Look above. That’s a lot of cultures — and that list doesn’t even include all of them. They all had different reasons for having locks. Some of them were formed by neglect. Some are a symbol of priesthood. Some are a symbol of feminine culture. Some are a symbol of asceticism. Some are for pure aesthetics. Can you “appropriate” all of that at once? No. The fact of the matter is that, unlike warbonnets and spirit houses, locked hair has a very wide variety of meanings that don’t globally communicate a specific cultural message.
So it’s probably misleading to call my hair “dreadlocks” if I don’t honor Jah. And it’s probably misleading to call my hair “jata” if I don’t honor Shiva. Piggybacking on those traditions would kinda be like faking my own Maori design and calling it moko. As such, I avoid all disrespect and misrepresentation by calling people’s hair “locks,” a culturally neutral term that — like kirituhi — has no restricted implications. (I also call my hair “locs” because it is associated with a group I belong to: diasporic Africans. Type “locs” into Google and see that everyone is black.)
Therefore, having locked hair is not bound by culture.
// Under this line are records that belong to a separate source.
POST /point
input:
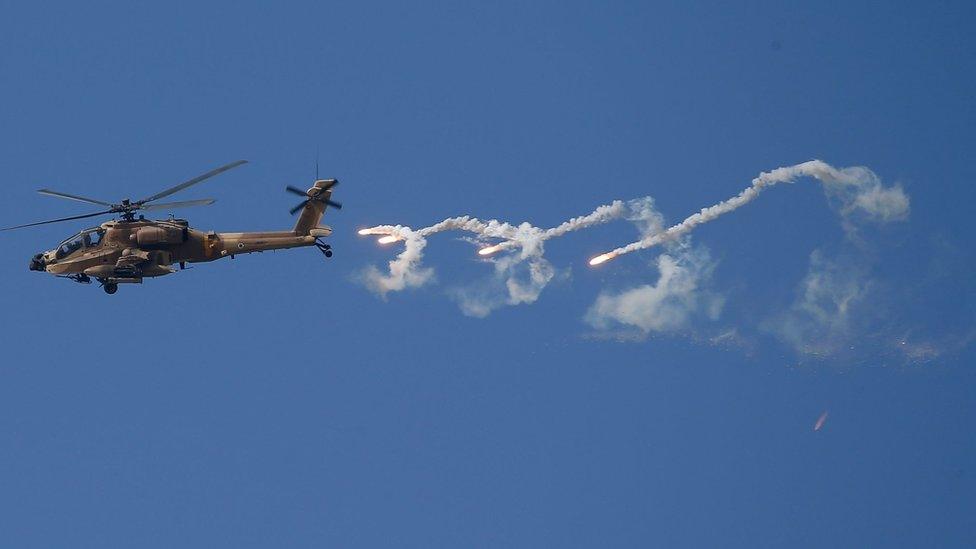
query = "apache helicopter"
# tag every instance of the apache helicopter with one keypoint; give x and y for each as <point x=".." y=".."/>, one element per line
<point x="131" y="248"/>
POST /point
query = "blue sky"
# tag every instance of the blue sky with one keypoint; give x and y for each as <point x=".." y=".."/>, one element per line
<point x="275" y="400"/>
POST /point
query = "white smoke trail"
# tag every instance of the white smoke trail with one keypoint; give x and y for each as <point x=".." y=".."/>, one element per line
<point x="858" y="188"/>
<point x="405" y="271"/>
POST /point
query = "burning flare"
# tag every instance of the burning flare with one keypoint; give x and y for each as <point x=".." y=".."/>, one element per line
<point x="490" y="249"/>
<point x="602" y="258"/>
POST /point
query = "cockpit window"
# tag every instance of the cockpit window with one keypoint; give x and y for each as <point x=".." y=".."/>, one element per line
<point x="93" y="238"/>
<point x="70" y="247"/>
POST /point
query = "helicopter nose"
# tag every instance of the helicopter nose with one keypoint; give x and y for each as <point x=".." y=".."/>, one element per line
<point x="38" y="263"/>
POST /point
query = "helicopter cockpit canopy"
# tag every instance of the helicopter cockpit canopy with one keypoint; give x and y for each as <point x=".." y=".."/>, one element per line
<point x="87" y="238"/>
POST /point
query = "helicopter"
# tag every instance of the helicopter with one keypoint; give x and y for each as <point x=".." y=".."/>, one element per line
<point x="131" y="248"/>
But the name you call the locked hair might be. If you’re unsure of someone’s cultural background or reasons for locking, consider playing it safe and call them “locks.”
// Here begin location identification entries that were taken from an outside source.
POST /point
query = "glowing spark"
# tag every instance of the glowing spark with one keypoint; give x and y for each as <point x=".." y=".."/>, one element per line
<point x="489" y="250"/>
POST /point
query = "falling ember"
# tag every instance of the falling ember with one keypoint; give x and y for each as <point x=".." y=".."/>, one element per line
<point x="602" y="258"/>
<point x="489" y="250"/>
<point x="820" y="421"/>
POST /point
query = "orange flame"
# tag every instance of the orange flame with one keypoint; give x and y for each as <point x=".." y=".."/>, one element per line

Cultural appropriation hinges on culture and power. Locked hair is spread across the world, and therefore does not inherently signify a power dynamic, specific culture, particular race, or set of practices.
Lastly: We live in plural societies. Phenotypical races do not indicate monoliths of ethnicity or culture. People immigrate, convert to religions, marry into cultures … you cannot tell anyone’s culture by their race. So “cultural appropriation” isn’t about witch hunting white people who wear locks, prayer beads, etc. Nonblack people can belong to many cultures that have traditionally had locks. Black people can belong to many cultures who have not traditionally had locks. But even if someone doesn’t belong to traditional cultures with locks, there are many modern subcultures that have unique, specific styles of locks as well — styles that don’t closely resemble any traditional practice anywhere on earth.
Beyond that, if we set aside the culture and politics, locks are a part of human physiology. It’s tangled hair. So to say that it’s owned by anyone, at the end of the day, is just an attempt to put red tape around something that’s always been done by the hands of nature herself.